White Wizzard, also known as the more traditional half of Holy Grail (who were initially called Sorcerer), are die-hard-in-denim:
They refuse to acknowledge that any time has passed (musically speaking, anyway) since, say, 1985. They wear tons of band patches proudly. They won’t detune.
I admire that. I admire their taking a stand.
Unfortunately, it’s also their major problem. It appears their muse is both very demanding and very narrow-minded.
Short version of Flying Tigers (sweet cover, though, huh?)– the first half is a bad Hanoi Rocks/ Y&T cover band; the second a great Iron Maiden cover band. First half of album– southern California cock-rock, mid-80s-ish; second half, NWOBHM, same time period. The second half is noticeably better and more natural and self-assured.
Look, don’t get me wrong– you can do “traditional” metal well without doing anything new with it. Witness: In Solitude, Ghost, Devil et al.. White Wizzard just never make it there for long.
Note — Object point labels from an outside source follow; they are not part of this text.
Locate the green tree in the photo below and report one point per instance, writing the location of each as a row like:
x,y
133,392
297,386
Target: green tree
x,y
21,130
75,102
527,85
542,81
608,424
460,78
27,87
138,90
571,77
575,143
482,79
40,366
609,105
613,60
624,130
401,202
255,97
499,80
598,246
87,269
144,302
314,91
“Starchild” is a stilted power ballad (remember those?) that never quite gets off the ground; the title track is very Maiden– lyrically and melodically it’s a tribute to/reframing of “Aces High,” (and vocalist Wyatt Anderson does actually keep up with Bruce Dickinson), but it doesn’t have the same sense of tension and release that any good song does (particularly anything on Powerslave).
Lyrically, a lot of mentioning of the devil, going crazy, etc.
Power metal, traditional metal, whatever, lives and dies by its hooks (something extreme would do well to learn), and overall Flying Tigers falls short, hook-wise. To me the best White Wizzard song is still High Speed GTO.
White Wizzard are best when they’re just rocking out, Maiden/Priest style, and tracks like “Night Stalker,” though generic, work this well. “Fall of Atlantis” with its opening middle-eastern-sounding riff, also rocks out unselfconsciously, sounding like, of all bands, CJSS.
“Demons and Diamonds” is lushly evocative and hints at what this band could really do if they just let loose and composed whatever came into their hands.
It seems like the problem with Flying Tigers, and with White Wizzard in general, is that they’re so eager to be the perfect replica of an early-80s metal band, they force every track to sound like that, even when it feels like the riffs don’t want to fit– they contort them into the format. It seems like if they’d just play whatever they feel and stop pushing it through the King Kobra-strainer they’d make a hell of an album– there’s a lot of obvious talent here.
It’s fun stuff. It won’t change your world if you’re over 13, but it’s cool stuff, a throwback to a time where vocals reigned supreme (and perhaps should’ve?). It’s got its flaws, but it’s still definitely worth checking out if you’ve a soft spot for classic traditional metal.